Question type: Intervention
Study design: Randomized controlled
About a year ago, I commented on an article that used fake pulse oximeter readings; the study implied an over-reliance on these readings by clinicians providing care to children with bronchiolitis. Now, we have a return to this trickery in the current study carried out at several hospitals in the United Kingdom, where infants hospitalized for bronchiolitis were randomized to either pulse oximeters displaying true readings, or to modified oximeters where, for pulse oximetry measurements in the 85 - 100% saturation range, the machine actually would display a true measurement of 90% to read 94% (i.e. measurments in this range were skewed higher). Basically, the investigators wanted to determine if the AAP oxygen saturation target of 90% saturation was equivalent to the UK's criteria that used 94% saturation. Without going into all the excellent study design elements that helped limit bias in this protocol, suffice to say that the investigators found that the 2 cutoffs were "equivalent," i.e. no difference in the primary outcome which was duration of cough. (More on that later.)
This study design may sound vaguely familiar to regular readers of this blog who recall posts about non-inferiority studies, first about 3 years ago. The main advantage of non-inferiority and equivalence trials, as opposed to superiority trials, is that the former trials require much fewer enrollees. Of course, the main danger is that we might conclude 2 treatments are equivalent, or non-inferior, when in fact a larger trial might have demonstrated a significant difference. But what's the difference between an equivalence trial and a non-inferiority trial? Most simply, they differ in the category of statistical analysis that is used: one-tailed versus two-tailed. A noninferiority trial is looking to ensure that a new treatment is not substantially inferior to an existing treatment. This allows use of one-tailed testing, which is easier to reach statistically. Two-tailed testing is required for equivalence, because the investigators are looking to ensure that the new intervention is neither substantially inferior nor superior to existing treatment. Both are risky study designs, especially if a placebo group is not included. One could reach non-inferiority or equivalence of the new treatment, but if the existing treatment isn't much better than placebo, we run into a slippery slope of possibly concluding that a treatment inferior to placebo is OK. (See the "3 years ago" link above for more explanation.)
A second source of head-scratching is the authors' choice of outcomes: duration of cough. While that is somewhat important to patients and parents, I can think of lots more outcomes of bronchiolitis that would be more important, like readmission to the hospital or time returning to full feedings. Totally ignored are long term outcomes potentially affected by hypoxemia, such as neurodevelopment.
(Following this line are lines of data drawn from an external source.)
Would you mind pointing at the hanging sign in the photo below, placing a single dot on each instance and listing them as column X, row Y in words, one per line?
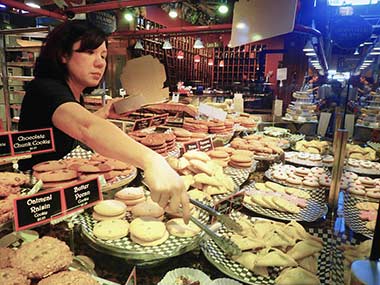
column 350, row 31
column 202, row 145
column 37, row 209
column 150, row 122
column 41, row 208
column 31, row 142
column 82, row 195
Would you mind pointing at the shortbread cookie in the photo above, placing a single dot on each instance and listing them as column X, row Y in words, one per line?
column 150, row 243
column 147, row 229
column 130, row 193
column 58, row 175
column 50, row 165
column 13, row 276
column 42, row 257
column 110, row 208
column 6, row 255
column 69, row 278
column 147, row 209
column 111, row 229
column 178, row 228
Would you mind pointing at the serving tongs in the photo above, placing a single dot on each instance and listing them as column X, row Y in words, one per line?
column 223, row 219
column 225, row 244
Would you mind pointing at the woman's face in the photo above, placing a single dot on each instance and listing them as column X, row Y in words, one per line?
column 86, row 69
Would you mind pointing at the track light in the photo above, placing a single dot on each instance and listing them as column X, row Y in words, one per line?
column 173, row 13
column 198, row 43
column 180, row 54
column 223, row 8
column 128, row 16
column 139, row 45
column 166, row 45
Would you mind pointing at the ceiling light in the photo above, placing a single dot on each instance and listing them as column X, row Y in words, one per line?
column 32, row 4
column 128, row 17
column 139, row 45
column 198, row 43
column 180, row 54
column 308, row 47
column 173, row 13
column 223, row 8
column 167, row 45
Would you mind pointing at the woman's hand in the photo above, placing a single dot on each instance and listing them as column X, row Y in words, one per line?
column 108, row 109
column 167, row 187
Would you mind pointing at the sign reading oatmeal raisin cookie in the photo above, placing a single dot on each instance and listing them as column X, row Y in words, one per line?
column 82, row 195
column 32, row 142
column 30, row 211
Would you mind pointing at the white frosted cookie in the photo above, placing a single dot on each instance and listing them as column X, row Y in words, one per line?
column 150, row 243
column 111, row 229
column 147, row 229
column 178, row 228
column 110, row 208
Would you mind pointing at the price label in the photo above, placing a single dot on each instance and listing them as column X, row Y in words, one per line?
column 159, row 120
column 37, row 209
column 141, row 124
column 82, row 195
column 31, row 142
column 5, row 145
column 206, row 144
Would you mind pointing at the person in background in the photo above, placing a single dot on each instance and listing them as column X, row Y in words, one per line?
column 73, row 58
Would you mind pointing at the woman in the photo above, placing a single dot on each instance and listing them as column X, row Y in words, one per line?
column 72, row 59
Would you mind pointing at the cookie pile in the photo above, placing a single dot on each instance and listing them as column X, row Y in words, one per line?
column 10, row 184
column 368, row 212
column 40, row 258
column 313, row 146
column 161, row 143
column 258, row 148
column 63, row 173
column 199, row 171
column 298, row 176
column 277, row 197
column 274, row 244
column 358, row 152
column 365, row 187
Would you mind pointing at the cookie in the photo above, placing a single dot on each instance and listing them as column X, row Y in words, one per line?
column 130, row 193
column 42, row 257
column 6, row 256
column 110, row 208
column 69, row 278
column 58, row 175
column 111, row 229
column 147, row 229
column 178, row 228
column 50, row 165
column 13, row 276
column 147, row 209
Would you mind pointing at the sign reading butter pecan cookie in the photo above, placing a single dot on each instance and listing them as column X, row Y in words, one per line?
column 42, row 257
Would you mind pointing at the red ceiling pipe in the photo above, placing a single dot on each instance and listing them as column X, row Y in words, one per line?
column 175, row 30
column 117, row 5
column 38, row 11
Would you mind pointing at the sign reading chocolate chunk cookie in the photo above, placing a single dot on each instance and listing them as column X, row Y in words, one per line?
column 37, row 209
column 34, row 141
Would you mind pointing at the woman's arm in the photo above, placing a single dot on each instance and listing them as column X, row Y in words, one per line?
column 105, row 138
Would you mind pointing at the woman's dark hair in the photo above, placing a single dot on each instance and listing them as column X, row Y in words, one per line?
column 60, row 43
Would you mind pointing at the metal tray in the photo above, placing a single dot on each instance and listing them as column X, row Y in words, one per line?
column 316, row 208
column 233, row 269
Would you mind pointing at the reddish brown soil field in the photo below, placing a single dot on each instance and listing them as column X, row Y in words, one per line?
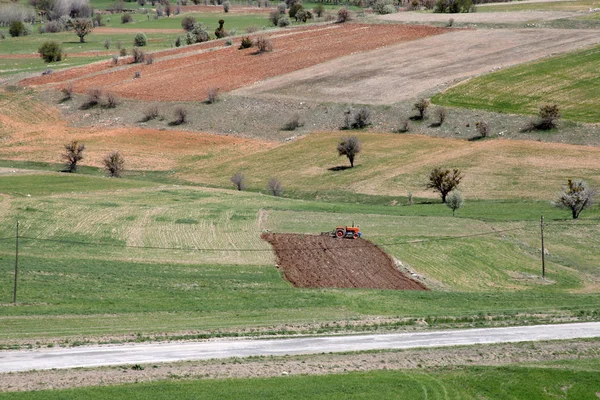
column 190, row 75
column 314, row 261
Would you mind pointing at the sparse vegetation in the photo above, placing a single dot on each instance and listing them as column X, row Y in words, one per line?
column 263, row 45
column 50, row 51
column 82, row 27
column 72, row 155
column 349, row 147
column 180, row 116
column 114, row 164
column 239, row 180
column 444, row 181
column 275, row 187
column 455, row 200
column 140, row 39
column 421, row 107
column 576, row 197
column 293, row 123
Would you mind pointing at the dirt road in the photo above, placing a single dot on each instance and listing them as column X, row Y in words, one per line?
column 93, row 356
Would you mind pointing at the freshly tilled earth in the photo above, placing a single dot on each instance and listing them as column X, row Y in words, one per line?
column 318, row 261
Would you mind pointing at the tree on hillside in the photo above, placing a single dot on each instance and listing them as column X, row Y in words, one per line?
column 455, row 200
column 72, row 155
column 444, row 181
column 349, row 147
column 576, row 196
column 82, row 27
column 114, row 164
column 239, row 181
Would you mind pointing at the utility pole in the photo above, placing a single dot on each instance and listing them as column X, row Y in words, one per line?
column 16, row 264
column 543, row 248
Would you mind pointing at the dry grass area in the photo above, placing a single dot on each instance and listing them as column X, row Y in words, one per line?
column 189, row 76
column 497, row 354
column 392, row 164
column 419, row 68
column 33, row 131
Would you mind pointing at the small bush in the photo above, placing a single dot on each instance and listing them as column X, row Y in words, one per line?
column 283, row 21
column 246, row 43
column 549, row 114
column 138, row 55
column 421, row 106
column 180, row 116
column 239, row 181
column 50, row 51
column 358, row 119
column 275, row 187
column 114, row 164
column 319, row 10
column 263, row 45
column 188, row 23
column 343, row 15
column 294, row 9
column 441, row 114
column 293, row 124
column 17, row 28
column 151, row 113
column 212, row 95
column 93, row 98
column 140, row 39
column 303, row 16
column 67, row 93
column 274, row 17
column 483, row 129
column 111, row 100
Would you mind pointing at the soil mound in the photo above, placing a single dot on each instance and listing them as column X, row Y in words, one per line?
column 315, row 261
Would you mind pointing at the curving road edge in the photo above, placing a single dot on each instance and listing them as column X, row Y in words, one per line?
column 95, row 356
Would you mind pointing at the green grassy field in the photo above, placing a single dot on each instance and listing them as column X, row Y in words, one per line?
column 572, row 379
column 569, row 80
column 101, row 256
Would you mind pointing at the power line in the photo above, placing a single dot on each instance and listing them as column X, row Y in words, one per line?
column 416, row 241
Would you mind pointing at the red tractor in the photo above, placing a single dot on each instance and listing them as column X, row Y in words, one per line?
column 349, row 232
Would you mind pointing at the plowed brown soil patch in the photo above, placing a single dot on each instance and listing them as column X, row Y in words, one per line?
column 189, row 76
column 315, row 261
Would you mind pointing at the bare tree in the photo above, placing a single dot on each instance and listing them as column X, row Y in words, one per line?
column 72, row 155
column 239, row 181
column 455, row 200
column 114, row 164
column 576, row 196
column 349, row 147
column 82, row 27
column 444, row 181
column 275, row 187
column 421, row 107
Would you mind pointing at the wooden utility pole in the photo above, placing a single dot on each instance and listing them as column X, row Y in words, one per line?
column 543, row 248
column 16, row 264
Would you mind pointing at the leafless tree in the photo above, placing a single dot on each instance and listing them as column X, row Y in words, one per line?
column 114, row 164
column 349, row 147
column 72, row 155
column 444, row 181
column 576, row 196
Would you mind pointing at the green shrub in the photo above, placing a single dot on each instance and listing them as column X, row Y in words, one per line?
column 246, row 43
column 17, row 28
column 140, row 39
column 50, row 51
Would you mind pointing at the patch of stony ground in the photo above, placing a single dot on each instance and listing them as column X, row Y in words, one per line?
column 254, row 367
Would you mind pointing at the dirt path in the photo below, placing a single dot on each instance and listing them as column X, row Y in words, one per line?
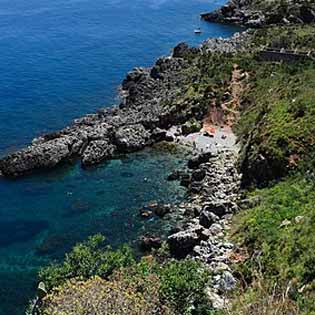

The authors did perform a post-hoc analysis showing that the experimental group (i.e. the kids discharged with the lower oxygen saturations) actually had fewer readmissions and time to return to adequate feeding. Note, however, that post-hoc analyses, which are not included in determining sample size at the start of a study, have risks in leading to false conclusions. Their use violates certain statistical principles and must be interpreted with caution.
I don't think the current study really answers the debate of which oxygen saturation cutoff should be used as a criterion for hospital discharge in bronchiolitis, primarily because we don't have good long-term follow up information. I suspect many of the care providers in the US are using the AAP cutoff of 90%, and some may not be using pulse oximetry at all for this purpose, as detailed in the most recent AAP guideline. I'll be interested to see if the UK makes any changes.